Miller-McCune News reports on a new study that found people think more carefully when they carry heavier objects:
In another test, participants were asked to rate a series of arguments in favor of building a controversial subway system. Once again, those carrying the heavier clipboard seem to have thought through the issue more thoroughly: They were less likely to agree with the weaker arguments and more likely to have a clear opinion on the project.
So why would holding something heavy result in “greater investment of effort” (to use the researchers’ description) in an intellectual exercise? Jostmann and his colleagues point to theories of embodied cognition. “We assume that experiencing weight influences judgments of importance because the concept of importance is linked to experiences of weight,” they write.

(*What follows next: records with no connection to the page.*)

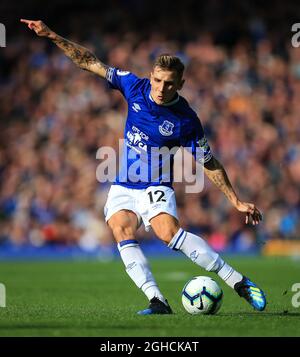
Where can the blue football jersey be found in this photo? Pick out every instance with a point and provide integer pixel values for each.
(153, 133)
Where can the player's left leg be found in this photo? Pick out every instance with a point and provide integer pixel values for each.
(167, 228)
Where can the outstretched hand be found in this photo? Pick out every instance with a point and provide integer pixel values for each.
(252, 212)
(38, 27)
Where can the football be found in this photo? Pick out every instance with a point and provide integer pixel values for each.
(202, 295)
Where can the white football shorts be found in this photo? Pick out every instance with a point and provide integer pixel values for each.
(145, 203)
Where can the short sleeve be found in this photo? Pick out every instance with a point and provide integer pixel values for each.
(124, 81)
(194, 140)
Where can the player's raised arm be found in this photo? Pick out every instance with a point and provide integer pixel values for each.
(217, 174)
(80, 55)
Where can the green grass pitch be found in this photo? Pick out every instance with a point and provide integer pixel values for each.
(93, 298)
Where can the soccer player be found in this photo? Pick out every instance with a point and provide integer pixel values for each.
(158, 117)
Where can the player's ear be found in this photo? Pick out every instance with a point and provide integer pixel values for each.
(181, 83)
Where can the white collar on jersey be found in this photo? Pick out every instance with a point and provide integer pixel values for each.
(166, 104)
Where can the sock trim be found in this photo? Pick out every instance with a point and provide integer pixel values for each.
(127, 243)
(178, 239)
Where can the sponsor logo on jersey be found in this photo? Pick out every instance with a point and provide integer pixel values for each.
(166, 129)
(122, 73)
(136, 107)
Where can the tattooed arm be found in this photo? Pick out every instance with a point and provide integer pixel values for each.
(81, 56)
(217, 174)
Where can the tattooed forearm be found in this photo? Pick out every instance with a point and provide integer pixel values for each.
(80, 55)
(216, 173)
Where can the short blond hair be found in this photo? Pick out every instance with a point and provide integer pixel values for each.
(171, 63)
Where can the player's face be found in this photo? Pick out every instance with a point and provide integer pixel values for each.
(164, 85)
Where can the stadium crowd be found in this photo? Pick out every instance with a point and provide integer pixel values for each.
(54, 117)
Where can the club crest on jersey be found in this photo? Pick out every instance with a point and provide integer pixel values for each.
(122, 73)
(166, 129)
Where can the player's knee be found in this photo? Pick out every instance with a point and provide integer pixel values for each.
(167, 235)
(122, 233)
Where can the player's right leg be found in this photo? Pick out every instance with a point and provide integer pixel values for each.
(124, 224)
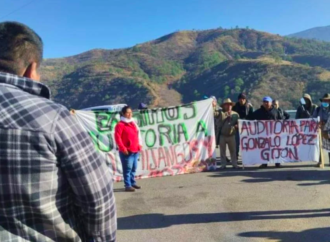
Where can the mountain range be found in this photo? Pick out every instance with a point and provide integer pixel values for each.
(188, 65)
(318, 33)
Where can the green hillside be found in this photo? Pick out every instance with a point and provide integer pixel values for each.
(187, 65)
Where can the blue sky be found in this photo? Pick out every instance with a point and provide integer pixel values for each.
(69, 27)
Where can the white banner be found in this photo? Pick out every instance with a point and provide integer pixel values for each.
(176, 140)
(279, 141)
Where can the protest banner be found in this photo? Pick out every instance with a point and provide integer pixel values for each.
(176, 140)
(279, 141)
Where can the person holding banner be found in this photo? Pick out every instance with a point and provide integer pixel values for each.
(227, 128)
(322, 113)
(127, 136)
(307, 108)
(244, 109)
(266, 112)
(284, 115)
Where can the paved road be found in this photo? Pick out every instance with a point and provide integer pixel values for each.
(290, 204)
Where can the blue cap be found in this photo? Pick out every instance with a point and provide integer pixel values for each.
(267, 99)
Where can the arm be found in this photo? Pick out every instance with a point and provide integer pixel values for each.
(251, 116)
(119, 141)
(88, 177)
(286, 115)
(315, 113)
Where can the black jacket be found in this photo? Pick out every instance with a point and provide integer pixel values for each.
(263, 114)
(284, 115)
(243, 111)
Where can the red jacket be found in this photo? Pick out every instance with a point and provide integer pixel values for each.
(127, 137)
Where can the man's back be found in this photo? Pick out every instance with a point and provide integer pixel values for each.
(53, 184)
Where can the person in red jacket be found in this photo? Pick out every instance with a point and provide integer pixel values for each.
(127, 136)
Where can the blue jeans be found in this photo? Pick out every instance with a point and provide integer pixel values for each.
(129, 163)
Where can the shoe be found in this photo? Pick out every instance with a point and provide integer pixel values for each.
(129, 189)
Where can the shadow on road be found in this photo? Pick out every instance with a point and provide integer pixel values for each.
(310, 235)
(283, 174)
(156, 220)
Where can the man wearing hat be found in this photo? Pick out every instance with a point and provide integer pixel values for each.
(244, 109)
(266, 112)
(306, 110)
(143, 106)
(322, 112)
(227, 128)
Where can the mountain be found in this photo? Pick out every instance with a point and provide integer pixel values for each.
(318, 33)
(187, 65)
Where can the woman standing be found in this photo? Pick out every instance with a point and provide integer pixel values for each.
(127, 135)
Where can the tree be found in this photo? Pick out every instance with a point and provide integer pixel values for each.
(237, 89)
(196, 93)
(239, 82)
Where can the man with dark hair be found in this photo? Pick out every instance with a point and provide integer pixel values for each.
(266, 112)
(54, 184)
(283, 114)
(244, 109)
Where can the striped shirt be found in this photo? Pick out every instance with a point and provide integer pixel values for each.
(54, 185)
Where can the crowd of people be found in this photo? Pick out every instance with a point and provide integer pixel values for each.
(54, 184)
(227, 115)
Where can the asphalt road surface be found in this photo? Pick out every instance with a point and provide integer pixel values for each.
(289, 204)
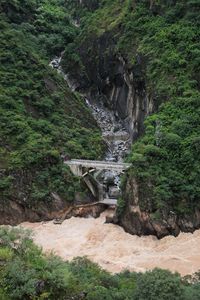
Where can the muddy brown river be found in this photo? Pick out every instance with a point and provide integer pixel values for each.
(114, 249)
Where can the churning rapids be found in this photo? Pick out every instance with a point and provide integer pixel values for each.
(115, 250)
(108, 244)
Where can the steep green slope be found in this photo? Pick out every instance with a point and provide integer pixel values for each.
(159, 43)
(40, 118)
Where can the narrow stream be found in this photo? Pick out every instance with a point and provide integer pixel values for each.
(108, 244)
(113, 131)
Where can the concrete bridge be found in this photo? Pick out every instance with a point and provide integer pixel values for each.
(89, 170)
(77, 165)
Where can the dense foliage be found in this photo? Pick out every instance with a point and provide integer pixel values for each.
(26, 273)
(40, 118)
(161, 39)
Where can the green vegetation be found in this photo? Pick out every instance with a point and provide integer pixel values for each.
(27, 273)
(40, 118)
(167, 157)
(161, 39)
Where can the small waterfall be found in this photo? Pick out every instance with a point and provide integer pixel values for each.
(113, 131)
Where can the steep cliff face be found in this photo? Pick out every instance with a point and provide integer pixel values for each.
(107, 77)
(140, 58)
(41, 119)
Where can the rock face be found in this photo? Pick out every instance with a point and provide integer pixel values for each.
(139, 216)
(108, 78)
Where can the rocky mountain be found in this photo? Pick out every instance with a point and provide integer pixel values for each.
(141, 59)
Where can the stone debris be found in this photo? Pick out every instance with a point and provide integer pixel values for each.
(113, 132)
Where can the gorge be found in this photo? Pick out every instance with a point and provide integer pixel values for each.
(99, 150)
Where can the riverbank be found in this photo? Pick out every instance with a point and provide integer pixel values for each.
(114, 249)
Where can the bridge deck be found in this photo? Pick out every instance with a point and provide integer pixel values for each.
(109, 201)
(98, 164)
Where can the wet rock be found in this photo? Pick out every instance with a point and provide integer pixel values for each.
(114, 192)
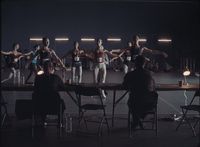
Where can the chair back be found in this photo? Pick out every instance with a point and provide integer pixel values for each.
(48, 104)
(82, 91)
(196, 95)
(87, 91)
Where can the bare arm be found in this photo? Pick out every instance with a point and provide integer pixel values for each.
(156, 52)
(28, 54)
(6, 53)
(110, 54)
(58, 59)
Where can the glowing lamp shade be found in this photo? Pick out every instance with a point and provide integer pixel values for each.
(40, 72)
(186, 72)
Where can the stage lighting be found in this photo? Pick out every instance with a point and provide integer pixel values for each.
(186, 72)
(114, 39)
(35, 39)
(40, 72)
(61, 39)
(88, 39)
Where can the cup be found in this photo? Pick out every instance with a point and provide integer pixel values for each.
(180, 83)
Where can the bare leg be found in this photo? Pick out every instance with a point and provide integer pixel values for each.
(103, 77)
(29, 76)
(18, 76)
(125, 68)
(80, 74)
(73, 74)
(96, 74)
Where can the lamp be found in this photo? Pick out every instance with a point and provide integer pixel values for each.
(40, 72)
(186, 72)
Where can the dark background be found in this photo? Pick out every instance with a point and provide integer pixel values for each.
(178, 20)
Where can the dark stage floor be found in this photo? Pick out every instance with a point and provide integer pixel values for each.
(19, 134)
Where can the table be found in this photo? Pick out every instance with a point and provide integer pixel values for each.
(106, 86)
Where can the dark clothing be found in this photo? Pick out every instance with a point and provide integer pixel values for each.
(142, 93)
(10, 60)
(46, 95)
(135, 51)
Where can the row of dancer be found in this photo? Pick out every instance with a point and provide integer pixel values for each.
(39, 56)
(99, 58)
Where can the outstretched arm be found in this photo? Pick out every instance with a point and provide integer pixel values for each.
(6, 53)
(28, 54)
(156, 52)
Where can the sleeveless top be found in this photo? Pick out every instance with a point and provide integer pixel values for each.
(135, 51)
(12, 61)
(76, 56)
(127, 56)
(100, 57)
(34, 60)
(44, 55)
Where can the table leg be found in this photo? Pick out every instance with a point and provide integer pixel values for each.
(113, 109)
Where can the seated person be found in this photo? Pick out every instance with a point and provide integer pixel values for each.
(142, 91)
(46, 95)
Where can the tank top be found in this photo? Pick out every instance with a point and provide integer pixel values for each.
(76, 56)
(44, 55)
(127, 55)
(135, 51)
(100, 56)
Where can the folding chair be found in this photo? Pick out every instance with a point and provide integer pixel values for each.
(43, 108)
(190, 107)
(154, 118)
(92, 93)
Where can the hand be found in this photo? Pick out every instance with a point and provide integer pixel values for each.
(165, 54)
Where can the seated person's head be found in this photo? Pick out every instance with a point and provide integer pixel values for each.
(139, 61)
(48, 67)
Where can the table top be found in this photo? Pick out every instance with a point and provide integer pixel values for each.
(106, 86)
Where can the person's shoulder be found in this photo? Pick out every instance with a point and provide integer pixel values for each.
(55, 76)
(130, 74)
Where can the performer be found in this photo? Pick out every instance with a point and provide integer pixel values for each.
(135, 49)
(14, 57)
(77, 63)
(45, 53)
(100, 62)
(33, 66)
(125, 57)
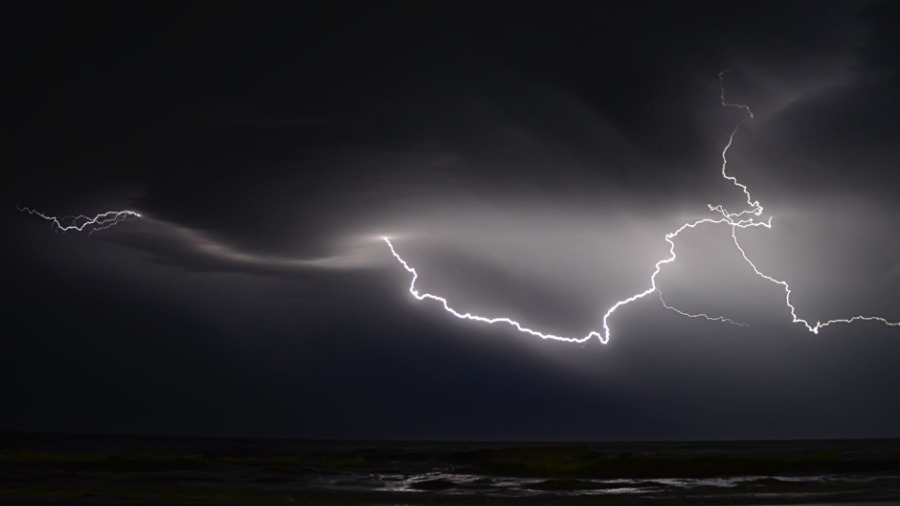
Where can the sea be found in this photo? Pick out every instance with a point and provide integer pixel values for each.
(89, 469)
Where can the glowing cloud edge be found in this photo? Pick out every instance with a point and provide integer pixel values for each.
(733, 220)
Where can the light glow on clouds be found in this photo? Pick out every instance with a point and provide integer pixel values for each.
(749, 217)
(746, 218)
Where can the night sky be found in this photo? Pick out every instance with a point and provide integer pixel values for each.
(526, 158)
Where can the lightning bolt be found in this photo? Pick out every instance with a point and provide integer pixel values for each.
(80, 223)
(746, 218)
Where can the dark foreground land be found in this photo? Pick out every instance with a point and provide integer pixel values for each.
(77, 469)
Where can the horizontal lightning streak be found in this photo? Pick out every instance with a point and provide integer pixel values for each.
(81, 222)
(734, 220)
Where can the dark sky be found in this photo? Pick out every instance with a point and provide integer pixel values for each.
(527, 158)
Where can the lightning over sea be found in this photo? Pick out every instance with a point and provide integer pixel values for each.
(732, 221)
(750, 217)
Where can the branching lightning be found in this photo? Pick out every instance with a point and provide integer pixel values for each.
(81, 223)
(746, 218)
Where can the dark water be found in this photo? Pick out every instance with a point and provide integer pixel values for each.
(58, 469)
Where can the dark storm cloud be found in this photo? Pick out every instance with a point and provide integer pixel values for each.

“Through repeated experiences with heavy objects since early childhood, people learn that dealing with heavy objects generally requires more effort, in terms of physical strength or cognitive planning, than dealing with light objects. People may thus associate the experience of weight with the increased expenditure of bodily or mental effort.”
Much of the research into behavior change and behavioral economics has focused on how the context of a decision can affect the decision taken. People are more likely to “choose” a default option because they won’t bother to opt out. People will steal a $1 can of coke but not a $1 bill. And so on. But not very much of it focuses on the physical context in which we make decisions, which can be just as important. For instance, drivers are more cautious and deferential to others at an unmarked intersection than they are at one with a stoplight.
Still, I’m not sure what implication this has on early childhood education or workforce programs. It seems impractical to deliberately weigh people down. So I’m curious if you have any ideas. How could you add a little heft to the people you serve? (And I don’t mean through calories!) Any ideas?